Accumulation of 2-deoxyglucose against its concentration gradient in rat adipocytes.

Rat adipocytes were incubated at 37 degrees C with 2-deoxy-D-[1-14C]glucose ([14C]2dGlc) at various concentrations and the intracellular concentrations of [14C]2dGlc and deoxy[14C]glucose phosphate ([14C]2dGlcP) were measured. Using 7 microM extracellular [14C]2dGlc, the intracellular [14C]2dGlc concentration approached the extra-cellular by 5 min insulin-stimulated cells and by 60 min it exceeded the extracellular concentration by 50-fold. A maximum accumulation ratio of 3.5 was reached by 7 min using 1 mM and a ratio of 1.6 was reached by 1 to 3 min using 10 mM extracellular 2dGlc. The time at which the concentration of intracellular 2dGlc exceeded the extracellular was inversely related to the accumulation of 2dGlcP. The rate of accumulation of total radioactivity ([14C]2dGlc plus [14C]2dGlcP) decreased after 20 min using 7 microM extracellular [14C]2dGlc. This change occurred later at 22 degrees C or in the absence of insulin and sooner at higher concentrations of 2dGlc.
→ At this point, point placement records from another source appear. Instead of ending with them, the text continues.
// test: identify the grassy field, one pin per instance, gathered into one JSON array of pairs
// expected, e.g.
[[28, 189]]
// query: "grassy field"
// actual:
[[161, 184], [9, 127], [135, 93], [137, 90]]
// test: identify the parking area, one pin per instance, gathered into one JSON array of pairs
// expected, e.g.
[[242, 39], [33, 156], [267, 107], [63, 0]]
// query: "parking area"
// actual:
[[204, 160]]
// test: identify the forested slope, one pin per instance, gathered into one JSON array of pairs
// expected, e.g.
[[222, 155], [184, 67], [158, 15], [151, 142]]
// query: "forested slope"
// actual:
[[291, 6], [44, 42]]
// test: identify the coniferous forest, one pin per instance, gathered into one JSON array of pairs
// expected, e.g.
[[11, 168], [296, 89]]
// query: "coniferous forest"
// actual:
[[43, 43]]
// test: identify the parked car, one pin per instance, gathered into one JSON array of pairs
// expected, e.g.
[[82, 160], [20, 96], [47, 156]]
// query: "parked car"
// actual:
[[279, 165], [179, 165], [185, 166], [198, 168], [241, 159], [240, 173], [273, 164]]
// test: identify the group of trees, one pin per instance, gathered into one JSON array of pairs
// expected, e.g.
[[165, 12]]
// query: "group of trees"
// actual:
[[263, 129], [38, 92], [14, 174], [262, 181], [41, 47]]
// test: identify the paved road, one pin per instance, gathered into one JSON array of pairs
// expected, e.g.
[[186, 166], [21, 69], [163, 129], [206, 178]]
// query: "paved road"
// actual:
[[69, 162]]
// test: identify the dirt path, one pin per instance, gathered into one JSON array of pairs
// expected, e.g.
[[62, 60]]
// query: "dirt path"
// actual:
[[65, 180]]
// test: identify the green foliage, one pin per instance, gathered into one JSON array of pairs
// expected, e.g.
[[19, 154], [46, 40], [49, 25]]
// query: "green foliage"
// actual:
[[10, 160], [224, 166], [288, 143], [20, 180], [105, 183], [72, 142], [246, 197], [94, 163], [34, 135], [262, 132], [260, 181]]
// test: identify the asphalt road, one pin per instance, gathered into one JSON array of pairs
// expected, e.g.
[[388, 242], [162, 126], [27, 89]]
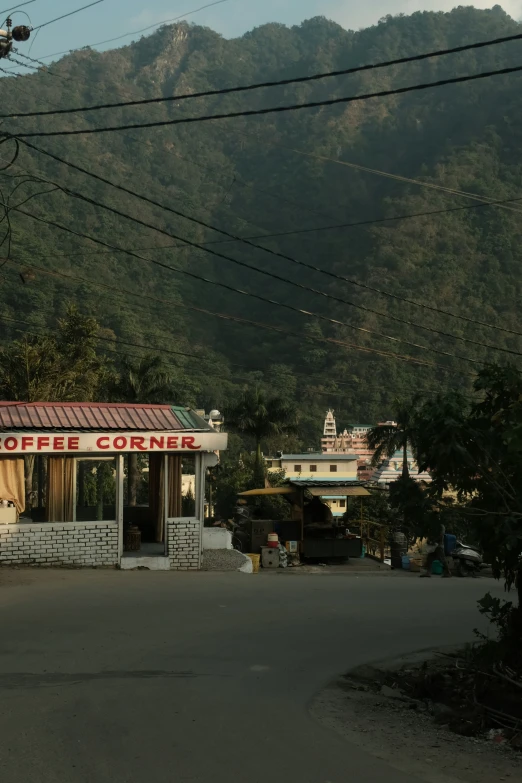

Experiments where uptake was stopped by dilution indicated that radioactivity appearing in the medium was [14C]2dGlc, but radio-activity disappearing from the cells was largely [14C]2dGlcP. Addition of 10 mM unlabelled 2dGlc or glucose to cells preincubated with 7 microM [14C]2dGlc resulted in a more rapid loss of accumulated label from the cells, while addition of 10 mM 3-O-methylglucose, a non-metabolizeable sugar analogue with about the same affinity for the transport system as 2dGlc, was without effect. The results show that 2dGlc is accumulated against its concentration gradient. It is suggested that the mechanism involves first, dephosphorylation of 2dGlcP and second, the presence of a diffusion barrier between the site of dephosphorylation and the transport site.